Leslie Hewitt was born in 1977 in Saint Albans, New York. Hewitt received a B.F.A. from the Cooper Union's School of Art in 2000 and later received an M.F.A. from Yale University in 2004. She studied Africana Studies and Cultural Studies at New York University from 2001 to 2003. Hewitt has held residencies at the Core Program at The Museum of Fine Arts, Houston, The Studio Museum in Harlem, and Skowhegan School of Painting and Sculpture.
Hewitt explores political, social, and personal narratives through photography, sculpture, and site-specific installations. Her work varies in scale from small compositions to billboard sized photographs which rest in wooden frames that lean against the wall and invite viewers to experience a space that rests between sculpture and traditional photography. She references notions of non-linear perspective and double consciousness through arrangements of objects from popular culture and personal ephemera. She is interested in how much we rely on images to provide memories of personal experience, how collective memory of past events is shaped and preserved, and in how the two overlap, coexist, and inform each other. Hewitt draws much of her material from black popular culture of the 1970s and ’80s.

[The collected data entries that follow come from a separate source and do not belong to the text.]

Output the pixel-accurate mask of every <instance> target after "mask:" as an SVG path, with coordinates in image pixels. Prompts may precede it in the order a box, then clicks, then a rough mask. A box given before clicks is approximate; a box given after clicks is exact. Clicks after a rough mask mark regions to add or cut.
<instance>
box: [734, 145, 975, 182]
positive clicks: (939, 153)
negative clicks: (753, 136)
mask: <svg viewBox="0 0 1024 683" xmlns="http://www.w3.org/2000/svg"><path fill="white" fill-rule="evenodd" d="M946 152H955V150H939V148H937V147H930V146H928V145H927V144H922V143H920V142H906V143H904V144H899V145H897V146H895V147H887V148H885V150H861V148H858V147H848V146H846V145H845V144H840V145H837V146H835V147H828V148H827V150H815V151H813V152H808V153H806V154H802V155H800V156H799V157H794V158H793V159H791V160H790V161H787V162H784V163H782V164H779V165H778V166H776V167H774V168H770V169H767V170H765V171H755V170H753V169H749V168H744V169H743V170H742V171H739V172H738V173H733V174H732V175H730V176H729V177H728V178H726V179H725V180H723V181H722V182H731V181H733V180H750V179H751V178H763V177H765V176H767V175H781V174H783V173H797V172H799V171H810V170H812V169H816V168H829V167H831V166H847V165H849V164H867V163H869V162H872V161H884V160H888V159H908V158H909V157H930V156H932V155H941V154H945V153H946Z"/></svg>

Items such as VHS tapes of black cinema, graffitied documents, and books by Alex Haley and Eldridge Cleaver often appear in her photographs or reside within her installations.
Hewitt has an extensive residency and exhibition history. In 2007 she spent a significant amount of time in Houston participating in the Core Program and served as the Project Row Houses/ Core Fellow from 2006-07. Hewitt participated in the 2008 Whitney Biennial with her piece Make it Plain and received a 2008 Art Matters research grant to travel to the Netherlands to research Dutch still-life paintings created during the period of the Trans-Atlantic slave trade at the Rijksmuseum in Holland. From 2009-10 Hewitt was the Mildred Londa Weisman fellow as part of the Radcliffe Institute Fellowship at Harvard University. During her fellowship Hewitt examined the origins of the camera obscura and used the camera as a tool to explore cultural memory through the construction of temporary still lifes. By repeatedly composing and photographing her arrangements she captured changes in daylight, gravity, and perception.